Wednesday, June 9, 2010

Speculative Home at Edgewater for J. L. Cochran


From 1886 to 1890, J. L. Silsbee was engaged by real estate developer, John Lewis Cochran, to design homes and other community structures for his Edgewater development.  Silsbee's first structures, all in the shingle style, set the tone for development in the community as well as a high expectation for quality designed and constructed homes for the communities surrounding the city of Chicago.  By the end of his tenure with Cochran, Silsbee had designed over 20 buildings for the community, including his own home that once stood on Hollywood Avenue.        

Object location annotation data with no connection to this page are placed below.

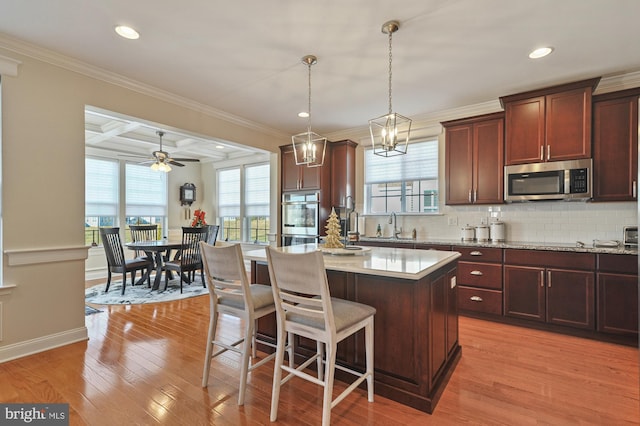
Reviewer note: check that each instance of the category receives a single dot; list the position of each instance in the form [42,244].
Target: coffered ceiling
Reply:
[242,58]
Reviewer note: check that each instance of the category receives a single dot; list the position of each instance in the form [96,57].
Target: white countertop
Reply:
[383,261]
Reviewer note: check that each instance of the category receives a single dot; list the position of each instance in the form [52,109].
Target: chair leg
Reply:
[368,338]
[124,282]
[328,384]
[211,337]
[277,374]
[320,350]
[248,346]
[108,279]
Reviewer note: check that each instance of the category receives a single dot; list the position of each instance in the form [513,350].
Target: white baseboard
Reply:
[41,344]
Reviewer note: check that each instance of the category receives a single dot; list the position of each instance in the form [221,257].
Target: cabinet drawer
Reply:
[488,275]
[480,300]
[619,263]
[479,254]
[550,259]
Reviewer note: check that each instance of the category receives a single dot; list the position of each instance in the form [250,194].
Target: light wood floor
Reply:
[143,365]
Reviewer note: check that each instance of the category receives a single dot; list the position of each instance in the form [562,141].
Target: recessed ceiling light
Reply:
[540,52]
[127,32]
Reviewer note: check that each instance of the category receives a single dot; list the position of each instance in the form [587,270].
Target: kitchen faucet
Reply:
[393,220]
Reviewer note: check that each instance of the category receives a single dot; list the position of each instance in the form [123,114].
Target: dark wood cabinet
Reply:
[416,331]
[615,146]
[552,287]
[550,124]
[343,171]
[299,178]
[617,283]
[480,280]
[474,160]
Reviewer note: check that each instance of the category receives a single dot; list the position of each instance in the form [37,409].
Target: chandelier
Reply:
[390,132]
[309,147]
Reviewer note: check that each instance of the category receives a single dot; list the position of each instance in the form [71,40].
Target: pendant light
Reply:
[309,147]
[390,132]
[160,165]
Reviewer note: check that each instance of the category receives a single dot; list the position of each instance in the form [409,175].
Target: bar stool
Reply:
[305,307]
[231,293]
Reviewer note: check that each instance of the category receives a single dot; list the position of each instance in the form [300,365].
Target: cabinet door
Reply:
[290,172]
[438,325]
[615,149]
[459,164]
[524,292]
[452,311]
[570,298]
[525,131]
[568,125]
[618,303]
[488,146]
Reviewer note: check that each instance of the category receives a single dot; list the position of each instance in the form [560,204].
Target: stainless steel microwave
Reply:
[555,180]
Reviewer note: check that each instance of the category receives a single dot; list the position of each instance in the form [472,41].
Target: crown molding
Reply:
[72,64]
[9,66]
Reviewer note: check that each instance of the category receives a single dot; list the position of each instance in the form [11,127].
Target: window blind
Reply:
[256,190]
[146,191]
[229,192]
[420,163]
[101,187]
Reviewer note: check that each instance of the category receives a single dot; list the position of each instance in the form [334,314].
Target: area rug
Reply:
[134,295]
[88,310]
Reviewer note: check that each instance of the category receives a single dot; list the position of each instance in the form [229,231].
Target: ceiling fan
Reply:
[161,159]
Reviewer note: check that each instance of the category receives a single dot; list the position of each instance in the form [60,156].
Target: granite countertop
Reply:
[588,248]
[380,261]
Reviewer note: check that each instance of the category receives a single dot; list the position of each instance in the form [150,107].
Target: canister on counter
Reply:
[497,232]
[468,233]
[482,233]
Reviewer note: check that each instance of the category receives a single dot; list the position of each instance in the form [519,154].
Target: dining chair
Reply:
[190,259]
[232,293]
[116,261]
[143,233]
[305,307]
[212,235]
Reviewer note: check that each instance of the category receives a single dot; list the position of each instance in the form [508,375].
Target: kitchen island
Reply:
[416,321]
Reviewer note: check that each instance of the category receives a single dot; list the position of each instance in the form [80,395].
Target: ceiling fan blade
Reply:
[186,160]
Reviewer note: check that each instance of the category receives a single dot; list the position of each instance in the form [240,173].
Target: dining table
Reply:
[158,250]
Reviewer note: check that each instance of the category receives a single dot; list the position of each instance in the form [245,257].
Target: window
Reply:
[101,197]
[229,204]
[256,201]
[243,202]
[146,196]
[404,183]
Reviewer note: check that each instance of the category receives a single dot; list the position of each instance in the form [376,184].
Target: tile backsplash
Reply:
[544,221]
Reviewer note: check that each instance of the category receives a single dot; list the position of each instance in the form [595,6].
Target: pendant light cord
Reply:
[390,72]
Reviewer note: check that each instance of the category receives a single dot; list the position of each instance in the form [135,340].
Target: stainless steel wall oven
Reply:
[300,218]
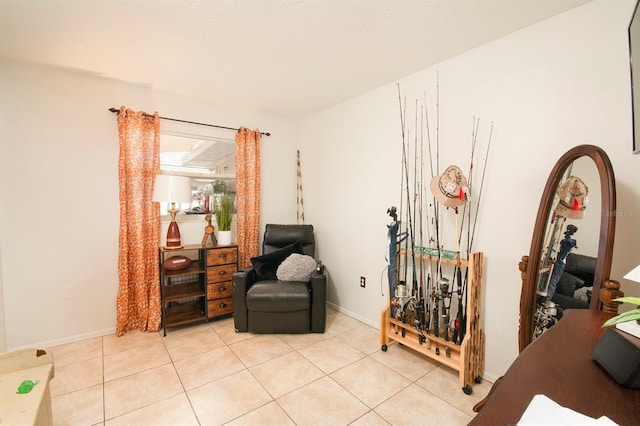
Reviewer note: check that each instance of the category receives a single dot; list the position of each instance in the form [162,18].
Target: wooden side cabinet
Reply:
[201,291]
[183,292]
[222,262]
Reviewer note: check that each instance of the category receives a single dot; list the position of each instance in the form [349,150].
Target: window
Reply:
[206,159]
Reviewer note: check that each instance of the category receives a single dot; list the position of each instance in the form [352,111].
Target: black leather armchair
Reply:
[272,306]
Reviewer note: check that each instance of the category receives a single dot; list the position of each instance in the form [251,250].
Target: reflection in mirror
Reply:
[571,239]
[572,242]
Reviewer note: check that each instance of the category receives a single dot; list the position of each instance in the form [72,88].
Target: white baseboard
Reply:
[64,340]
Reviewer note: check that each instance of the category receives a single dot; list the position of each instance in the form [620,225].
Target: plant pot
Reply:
[224,237]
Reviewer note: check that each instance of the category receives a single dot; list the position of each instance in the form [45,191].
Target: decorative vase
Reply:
[224,237]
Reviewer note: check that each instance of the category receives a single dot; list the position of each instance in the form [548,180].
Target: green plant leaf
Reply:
[631,315]
[632,300]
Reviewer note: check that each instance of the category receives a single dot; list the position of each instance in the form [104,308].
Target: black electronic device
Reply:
[619,356]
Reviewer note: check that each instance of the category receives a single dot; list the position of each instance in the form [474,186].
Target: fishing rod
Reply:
[462,285]
[463,326]
[403,170]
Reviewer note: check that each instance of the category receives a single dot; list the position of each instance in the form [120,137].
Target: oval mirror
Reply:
[548,228]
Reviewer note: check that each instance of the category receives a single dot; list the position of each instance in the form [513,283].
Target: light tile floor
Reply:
[208,374]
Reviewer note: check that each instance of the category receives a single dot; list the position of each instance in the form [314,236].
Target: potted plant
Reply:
[631,315]
[224,215]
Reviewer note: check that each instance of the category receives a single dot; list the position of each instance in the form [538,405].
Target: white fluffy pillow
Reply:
[296,267]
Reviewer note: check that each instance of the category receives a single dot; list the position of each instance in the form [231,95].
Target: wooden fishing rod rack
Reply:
[468,357]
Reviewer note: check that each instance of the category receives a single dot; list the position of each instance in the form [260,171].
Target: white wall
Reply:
[59,218]
[546,88]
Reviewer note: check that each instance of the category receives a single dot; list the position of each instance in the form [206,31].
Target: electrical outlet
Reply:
[69,292]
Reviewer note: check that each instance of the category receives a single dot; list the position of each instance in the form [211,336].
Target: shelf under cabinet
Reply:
[193,269]
[184,314]
[181,291]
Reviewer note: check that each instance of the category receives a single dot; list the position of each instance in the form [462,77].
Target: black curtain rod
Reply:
[117,111]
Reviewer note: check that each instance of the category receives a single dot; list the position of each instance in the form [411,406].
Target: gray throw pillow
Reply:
[296,267]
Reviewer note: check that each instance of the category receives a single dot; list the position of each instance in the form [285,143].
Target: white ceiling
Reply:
[287,57]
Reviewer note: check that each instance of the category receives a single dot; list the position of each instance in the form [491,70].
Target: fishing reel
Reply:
[402,301]
[546,317]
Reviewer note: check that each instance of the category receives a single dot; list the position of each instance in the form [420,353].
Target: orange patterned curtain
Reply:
[138,302]
[248,194]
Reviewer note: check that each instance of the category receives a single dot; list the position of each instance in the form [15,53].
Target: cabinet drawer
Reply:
[222,255]
[216,274]
[219,290]
[216,308]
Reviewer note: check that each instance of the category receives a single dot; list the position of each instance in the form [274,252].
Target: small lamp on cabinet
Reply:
[172,189]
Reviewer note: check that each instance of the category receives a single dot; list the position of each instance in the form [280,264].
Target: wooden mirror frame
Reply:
[605,244]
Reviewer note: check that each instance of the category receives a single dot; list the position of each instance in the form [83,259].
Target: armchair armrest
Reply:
[242,282]
[318,301]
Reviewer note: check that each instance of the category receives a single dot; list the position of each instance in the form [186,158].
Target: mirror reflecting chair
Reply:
[264,303]
[604,289]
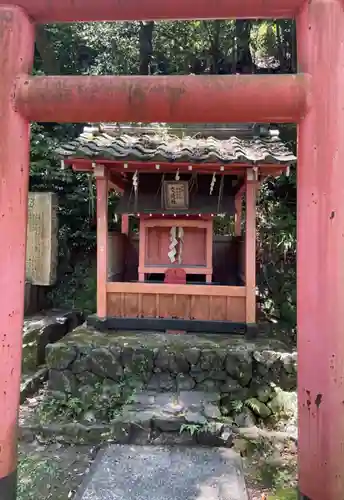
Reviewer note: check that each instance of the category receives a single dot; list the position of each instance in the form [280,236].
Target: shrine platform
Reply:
[160,307]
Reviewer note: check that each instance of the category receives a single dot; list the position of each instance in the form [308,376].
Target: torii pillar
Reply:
[320,252]
[16,55]
[314,99]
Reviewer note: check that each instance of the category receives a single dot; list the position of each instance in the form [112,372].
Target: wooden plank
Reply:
[42,248]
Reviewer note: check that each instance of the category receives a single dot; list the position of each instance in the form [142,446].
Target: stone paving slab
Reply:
[165,473]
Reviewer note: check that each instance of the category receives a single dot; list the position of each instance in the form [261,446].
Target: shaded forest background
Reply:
[197,47]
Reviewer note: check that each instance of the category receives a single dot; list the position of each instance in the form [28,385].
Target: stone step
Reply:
[165,473]
[188,414]
[244,373]
[170,411]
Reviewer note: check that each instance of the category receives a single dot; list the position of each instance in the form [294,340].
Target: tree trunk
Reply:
[146,46]
[244,63]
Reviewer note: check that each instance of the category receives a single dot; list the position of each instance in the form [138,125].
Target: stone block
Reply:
[103,363]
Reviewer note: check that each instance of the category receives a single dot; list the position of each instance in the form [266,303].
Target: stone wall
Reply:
[253,374]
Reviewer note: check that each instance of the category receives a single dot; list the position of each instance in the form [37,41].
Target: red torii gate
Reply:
[314,99]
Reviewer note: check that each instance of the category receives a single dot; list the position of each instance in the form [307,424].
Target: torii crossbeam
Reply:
[314,99]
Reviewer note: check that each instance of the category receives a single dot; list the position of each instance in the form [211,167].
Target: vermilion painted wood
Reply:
[197,290]
[320,253]
[102,241]
[250,251]
[125,224]
[158,242]
[16,53]
[47,11]
[180,99]
[154,243]
[86,165]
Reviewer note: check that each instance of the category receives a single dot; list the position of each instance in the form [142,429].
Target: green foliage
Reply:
[31,471]
[78,288]
[101,402]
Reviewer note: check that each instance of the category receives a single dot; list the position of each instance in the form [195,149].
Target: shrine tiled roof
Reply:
[161,146]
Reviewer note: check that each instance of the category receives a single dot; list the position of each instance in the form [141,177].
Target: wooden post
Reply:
[102,239]
[238,214]
[142,247]
[320,253]
[125,224]
[250,248]
[16,53]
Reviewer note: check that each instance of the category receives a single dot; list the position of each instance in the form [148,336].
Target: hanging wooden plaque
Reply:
[41,251]
[176,195]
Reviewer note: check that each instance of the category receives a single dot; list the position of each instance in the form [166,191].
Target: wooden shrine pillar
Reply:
[16,54]
[238,213]
[320,252]
[102,239]
[250,248]
[125,224]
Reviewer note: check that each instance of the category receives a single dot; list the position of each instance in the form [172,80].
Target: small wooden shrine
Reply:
[174,182]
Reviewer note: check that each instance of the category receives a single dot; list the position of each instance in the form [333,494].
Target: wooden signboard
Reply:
[176,195]
[41,251]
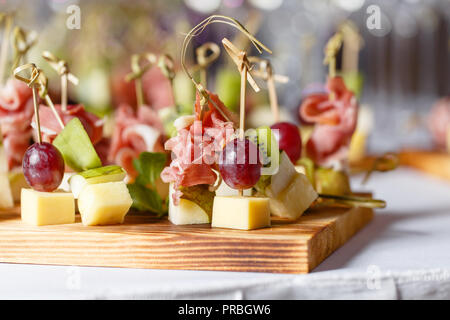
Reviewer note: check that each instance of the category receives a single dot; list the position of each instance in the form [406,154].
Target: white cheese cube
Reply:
[104,203]
[186,212]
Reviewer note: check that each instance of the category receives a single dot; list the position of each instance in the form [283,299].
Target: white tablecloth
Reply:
[403,253]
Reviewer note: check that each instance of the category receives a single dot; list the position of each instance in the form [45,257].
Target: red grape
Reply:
[43,167]
[289,140]
[240,164]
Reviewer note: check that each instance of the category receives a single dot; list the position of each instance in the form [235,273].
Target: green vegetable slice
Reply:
[76,147]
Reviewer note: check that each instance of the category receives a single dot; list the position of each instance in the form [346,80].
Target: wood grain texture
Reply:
[143,242]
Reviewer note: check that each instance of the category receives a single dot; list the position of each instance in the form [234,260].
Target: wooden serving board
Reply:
[145,242]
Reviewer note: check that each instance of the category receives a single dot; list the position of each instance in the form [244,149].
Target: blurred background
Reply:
[400,69]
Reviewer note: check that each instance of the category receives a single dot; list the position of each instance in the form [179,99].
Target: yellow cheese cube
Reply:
[244,213]
[44,208]
[294,200]
[104,203]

In 1890, local newspapers and architectural journals announced that Cochran was building two new homes and a train station to Silsbee's designs.  In 2006, local historian LeRoy Blommaert alerted me that he had located one of these homes and that it would soon be slated for demolition.  An account of his research and our visit to the home can be read on the Edgewater Historical Society website see their Summer 2006 issue for the article





The home had a brick first story and a second story clad in either stucco or shingles.  The photos depict a modern stucco application.  The structure had several additions over the years.  The most notable was a large mid-century three-story structure that obscured the entire front of the home.  The Edgewater homes designed by Silsbee, with modern conveniences and complex architectural detailing, were the finest shingle style structures to grace the Chicago streets.  Draftsmen in his office that worked on these homes included future Oak Park architects Henry Fiddelke and Frank Lloyd Wright.